The door to McGrory’s office was open, and the defense attaché, who was in uniform, complete with attaché aiguillette, and of course wearing his wreath-starred command pilot’s wings, was at his desk, reading the Buenos Aires Herald.
Harris debated, and decided against, knocking at his door.
I’m not a goddamn PFC.
“Have you got a minute for me, Colonel?” he called.
McGrory raised his eyes from the Herald.
“Come in, Colonel. What’s on your mind?”
Harris walked in and laid the teletype on his desk.
McGrory read it.
“Why wasn’t I advised of this previously?” McGrory asked when he had finished reading it.

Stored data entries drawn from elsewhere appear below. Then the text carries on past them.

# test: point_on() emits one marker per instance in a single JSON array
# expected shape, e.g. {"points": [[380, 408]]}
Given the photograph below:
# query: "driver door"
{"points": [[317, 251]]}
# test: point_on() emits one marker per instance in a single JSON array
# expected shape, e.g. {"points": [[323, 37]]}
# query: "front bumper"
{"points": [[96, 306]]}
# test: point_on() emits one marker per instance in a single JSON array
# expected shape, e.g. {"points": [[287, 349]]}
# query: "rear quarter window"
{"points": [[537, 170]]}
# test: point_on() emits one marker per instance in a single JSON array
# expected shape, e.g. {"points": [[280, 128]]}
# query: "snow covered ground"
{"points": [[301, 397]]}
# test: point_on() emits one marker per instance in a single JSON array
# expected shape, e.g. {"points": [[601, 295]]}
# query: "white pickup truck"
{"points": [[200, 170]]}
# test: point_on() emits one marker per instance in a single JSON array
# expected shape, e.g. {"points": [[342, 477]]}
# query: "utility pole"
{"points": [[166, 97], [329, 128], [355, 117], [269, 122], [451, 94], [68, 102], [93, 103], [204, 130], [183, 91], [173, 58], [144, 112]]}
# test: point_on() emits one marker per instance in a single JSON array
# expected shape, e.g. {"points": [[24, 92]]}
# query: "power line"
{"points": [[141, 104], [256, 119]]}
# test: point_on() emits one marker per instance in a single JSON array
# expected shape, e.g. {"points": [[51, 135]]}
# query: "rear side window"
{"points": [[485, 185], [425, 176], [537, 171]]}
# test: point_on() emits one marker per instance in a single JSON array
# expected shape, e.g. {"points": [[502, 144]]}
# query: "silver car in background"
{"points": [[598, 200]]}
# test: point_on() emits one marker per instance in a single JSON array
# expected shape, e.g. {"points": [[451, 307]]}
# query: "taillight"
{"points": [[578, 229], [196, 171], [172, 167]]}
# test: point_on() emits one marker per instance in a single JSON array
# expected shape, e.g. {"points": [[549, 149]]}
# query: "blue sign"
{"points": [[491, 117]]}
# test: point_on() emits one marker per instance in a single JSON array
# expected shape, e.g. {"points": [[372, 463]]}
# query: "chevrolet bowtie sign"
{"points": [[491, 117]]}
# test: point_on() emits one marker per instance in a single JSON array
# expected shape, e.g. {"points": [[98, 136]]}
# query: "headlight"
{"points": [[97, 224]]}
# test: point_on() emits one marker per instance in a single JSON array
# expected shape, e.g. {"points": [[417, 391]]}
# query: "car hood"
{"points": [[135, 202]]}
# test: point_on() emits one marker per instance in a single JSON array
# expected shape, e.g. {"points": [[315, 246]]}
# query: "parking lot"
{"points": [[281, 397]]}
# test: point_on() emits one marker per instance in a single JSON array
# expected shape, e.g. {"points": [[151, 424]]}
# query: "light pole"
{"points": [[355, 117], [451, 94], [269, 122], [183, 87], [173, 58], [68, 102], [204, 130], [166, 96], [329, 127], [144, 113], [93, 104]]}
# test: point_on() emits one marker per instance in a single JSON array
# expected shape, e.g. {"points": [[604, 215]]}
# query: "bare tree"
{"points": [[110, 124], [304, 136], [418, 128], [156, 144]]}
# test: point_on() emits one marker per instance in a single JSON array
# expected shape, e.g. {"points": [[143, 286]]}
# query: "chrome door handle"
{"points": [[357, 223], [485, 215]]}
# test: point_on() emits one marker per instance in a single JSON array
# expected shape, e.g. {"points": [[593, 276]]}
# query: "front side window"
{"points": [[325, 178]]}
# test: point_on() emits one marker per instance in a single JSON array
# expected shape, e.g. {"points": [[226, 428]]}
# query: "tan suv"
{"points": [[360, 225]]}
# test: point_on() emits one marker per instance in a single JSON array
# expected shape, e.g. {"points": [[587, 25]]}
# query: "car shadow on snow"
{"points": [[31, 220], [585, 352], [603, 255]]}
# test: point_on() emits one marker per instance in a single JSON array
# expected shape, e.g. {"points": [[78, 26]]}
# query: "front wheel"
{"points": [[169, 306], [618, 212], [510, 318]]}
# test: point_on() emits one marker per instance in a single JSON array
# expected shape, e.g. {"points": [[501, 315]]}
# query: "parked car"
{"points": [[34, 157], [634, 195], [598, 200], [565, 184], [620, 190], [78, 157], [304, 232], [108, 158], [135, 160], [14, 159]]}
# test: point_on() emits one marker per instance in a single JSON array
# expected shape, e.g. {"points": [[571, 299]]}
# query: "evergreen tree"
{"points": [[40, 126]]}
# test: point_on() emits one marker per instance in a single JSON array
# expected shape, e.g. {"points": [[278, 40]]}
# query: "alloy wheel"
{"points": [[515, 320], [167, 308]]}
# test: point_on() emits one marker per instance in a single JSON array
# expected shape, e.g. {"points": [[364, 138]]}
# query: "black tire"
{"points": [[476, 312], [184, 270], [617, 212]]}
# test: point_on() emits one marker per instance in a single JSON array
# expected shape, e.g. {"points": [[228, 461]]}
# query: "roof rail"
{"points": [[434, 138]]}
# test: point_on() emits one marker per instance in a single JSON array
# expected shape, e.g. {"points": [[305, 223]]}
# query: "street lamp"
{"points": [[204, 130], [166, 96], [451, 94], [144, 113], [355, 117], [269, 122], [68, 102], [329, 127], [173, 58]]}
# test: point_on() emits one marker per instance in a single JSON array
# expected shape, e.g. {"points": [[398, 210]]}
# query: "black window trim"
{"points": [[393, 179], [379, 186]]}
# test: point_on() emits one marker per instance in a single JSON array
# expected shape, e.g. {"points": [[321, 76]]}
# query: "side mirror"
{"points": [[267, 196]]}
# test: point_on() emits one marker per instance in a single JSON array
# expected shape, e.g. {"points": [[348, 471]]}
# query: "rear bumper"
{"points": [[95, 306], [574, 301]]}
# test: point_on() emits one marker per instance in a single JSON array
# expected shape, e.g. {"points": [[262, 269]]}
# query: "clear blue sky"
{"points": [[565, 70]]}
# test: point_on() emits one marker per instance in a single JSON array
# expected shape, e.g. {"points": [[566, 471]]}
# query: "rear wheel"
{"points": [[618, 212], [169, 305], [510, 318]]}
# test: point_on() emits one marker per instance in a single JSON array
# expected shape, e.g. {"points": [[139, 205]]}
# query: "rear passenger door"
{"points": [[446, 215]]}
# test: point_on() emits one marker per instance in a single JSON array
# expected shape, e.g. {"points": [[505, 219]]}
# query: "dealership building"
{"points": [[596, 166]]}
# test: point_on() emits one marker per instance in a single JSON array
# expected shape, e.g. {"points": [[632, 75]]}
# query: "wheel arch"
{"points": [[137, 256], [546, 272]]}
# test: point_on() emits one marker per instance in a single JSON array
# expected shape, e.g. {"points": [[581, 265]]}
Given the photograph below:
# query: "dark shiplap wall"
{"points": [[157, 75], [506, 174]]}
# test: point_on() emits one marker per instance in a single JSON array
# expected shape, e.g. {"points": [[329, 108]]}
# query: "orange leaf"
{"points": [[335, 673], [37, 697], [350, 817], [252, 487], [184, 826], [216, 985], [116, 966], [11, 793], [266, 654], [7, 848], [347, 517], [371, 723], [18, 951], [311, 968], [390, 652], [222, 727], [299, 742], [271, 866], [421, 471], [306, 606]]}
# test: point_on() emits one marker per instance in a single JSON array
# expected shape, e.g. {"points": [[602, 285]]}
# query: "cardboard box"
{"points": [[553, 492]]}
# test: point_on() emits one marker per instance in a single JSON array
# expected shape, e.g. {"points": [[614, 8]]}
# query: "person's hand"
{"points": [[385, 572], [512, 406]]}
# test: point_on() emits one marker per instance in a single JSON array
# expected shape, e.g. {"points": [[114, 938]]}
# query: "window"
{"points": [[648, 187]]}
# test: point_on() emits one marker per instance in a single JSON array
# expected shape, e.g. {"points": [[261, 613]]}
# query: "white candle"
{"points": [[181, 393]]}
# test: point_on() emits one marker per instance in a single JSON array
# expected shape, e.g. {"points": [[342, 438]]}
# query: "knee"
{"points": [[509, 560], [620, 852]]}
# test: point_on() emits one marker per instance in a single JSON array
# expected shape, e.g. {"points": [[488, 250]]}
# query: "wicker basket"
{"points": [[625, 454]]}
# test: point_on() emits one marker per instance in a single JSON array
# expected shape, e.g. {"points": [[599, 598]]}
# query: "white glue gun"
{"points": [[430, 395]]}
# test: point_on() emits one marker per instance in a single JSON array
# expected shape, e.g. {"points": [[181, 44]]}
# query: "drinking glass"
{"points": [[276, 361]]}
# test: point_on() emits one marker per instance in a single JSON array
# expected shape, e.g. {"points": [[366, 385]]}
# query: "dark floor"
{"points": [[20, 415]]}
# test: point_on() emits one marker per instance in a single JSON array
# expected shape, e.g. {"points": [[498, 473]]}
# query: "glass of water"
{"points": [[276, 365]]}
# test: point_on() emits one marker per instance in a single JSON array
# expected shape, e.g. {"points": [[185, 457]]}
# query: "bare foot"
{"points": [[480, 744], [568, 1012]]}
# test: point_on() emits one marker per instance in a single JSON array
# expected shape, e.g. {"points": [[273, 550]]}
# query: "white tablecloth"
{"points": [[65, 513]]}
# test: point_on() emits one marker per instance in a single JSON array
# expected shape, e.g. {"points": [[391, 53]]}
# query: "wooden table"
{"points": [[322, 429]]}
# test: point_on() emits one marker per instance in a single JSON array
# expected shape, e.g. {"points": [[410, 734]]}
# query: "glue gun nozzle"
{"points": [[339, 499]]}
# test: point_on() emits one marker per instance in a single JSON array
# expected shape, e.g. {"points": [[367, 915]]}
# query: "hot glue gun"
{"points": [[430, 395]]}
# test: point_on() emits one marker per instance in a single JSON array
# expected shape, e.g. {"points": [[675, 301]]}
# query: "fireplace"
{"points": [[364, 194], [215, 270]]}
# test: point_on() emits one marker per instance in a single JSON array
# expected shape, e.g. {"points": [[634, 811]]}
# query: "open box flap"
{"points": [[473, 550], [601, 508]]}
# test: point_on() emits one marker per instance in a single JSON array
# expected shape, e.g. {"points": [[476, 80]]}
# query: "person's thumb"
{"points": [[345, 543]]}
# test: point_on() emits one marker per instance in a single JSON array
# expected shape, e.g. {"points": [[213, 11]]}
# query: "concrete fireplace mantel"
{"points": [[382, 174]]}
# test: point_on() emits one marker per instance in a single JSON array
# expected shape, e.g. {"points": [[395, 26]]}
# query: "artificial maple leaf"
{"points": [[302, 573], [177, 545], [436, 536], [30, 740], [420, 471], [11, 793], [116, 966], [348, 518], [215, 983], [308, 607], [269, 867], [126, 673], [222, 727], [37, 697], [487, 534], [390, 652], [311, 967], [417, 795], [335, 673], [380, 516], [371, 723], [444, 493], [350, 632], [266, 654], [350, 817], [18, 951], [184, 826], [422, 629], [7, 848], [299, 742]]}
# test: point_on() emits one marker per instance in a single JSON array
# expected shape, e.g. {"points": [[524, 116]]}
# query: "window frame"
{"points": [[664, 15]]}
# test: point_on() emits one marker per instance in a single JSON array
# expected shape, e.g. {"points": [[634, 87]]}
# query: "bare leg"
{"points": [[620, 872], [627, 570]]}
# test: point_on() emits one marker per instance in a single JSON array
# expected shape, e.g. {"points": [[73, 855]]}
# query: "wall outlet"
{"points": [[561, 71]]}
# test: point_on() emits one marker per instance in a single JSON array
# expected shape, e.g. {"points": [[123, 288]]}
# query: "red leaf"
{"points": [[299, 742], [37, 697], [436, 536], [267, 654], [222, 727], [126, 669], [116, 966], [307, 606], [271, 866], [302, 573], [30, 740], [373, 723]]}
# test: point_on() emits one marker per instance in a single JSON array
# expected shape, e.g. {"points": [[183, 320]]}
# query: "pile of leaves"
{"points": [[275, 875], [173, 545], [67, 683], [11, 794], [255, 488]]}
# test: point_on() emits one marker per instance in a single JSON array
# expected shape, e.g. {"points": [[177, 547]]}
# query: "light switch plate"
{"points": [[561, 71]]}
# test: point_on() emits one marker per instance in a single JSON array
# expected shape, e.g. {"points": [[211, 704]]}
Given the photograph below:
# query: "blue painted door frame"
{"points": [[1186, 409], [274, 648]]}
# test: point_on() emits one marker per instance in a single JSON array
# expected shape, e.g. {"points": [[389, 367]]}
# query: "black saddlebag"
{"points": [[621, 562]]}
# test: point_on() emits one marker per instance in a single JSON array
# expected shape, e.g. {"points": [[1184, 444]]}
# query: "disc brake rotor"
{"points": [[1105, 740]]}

“It was delivered to me ten minutes ago, Colonel.”
“If there is to be an aircraft at this embassy, it should be an air force aircraft,” McGrory said.
When Harris didn’t reply, McGrory added: “Wouldn’t you agree, Colonel? An air force aircraft for an air force post?”
“Colonel, I get my orders from the chief of staff of the U.S. Army. And I have never questioned one of his orders before, and I am not going to start now.”
“I would hate to think, Colonel, that you have gone over my head with this,” McGrory said.
“I don’t know how it is in the air force, Colonel, but in the army we can’t go over another officer’s head unless he’s senior.”
“Be advised, Colonel,” McGrory said, his face flushed, “that I intend to get to the bottom of this.”
“I stand so advised,” Harris said.
“Is there anything else, Colonel?” McGrory asked.
“I don’t think so, Colonel,” Harris said, and leaned over and took the teletype from McGrory’s desk.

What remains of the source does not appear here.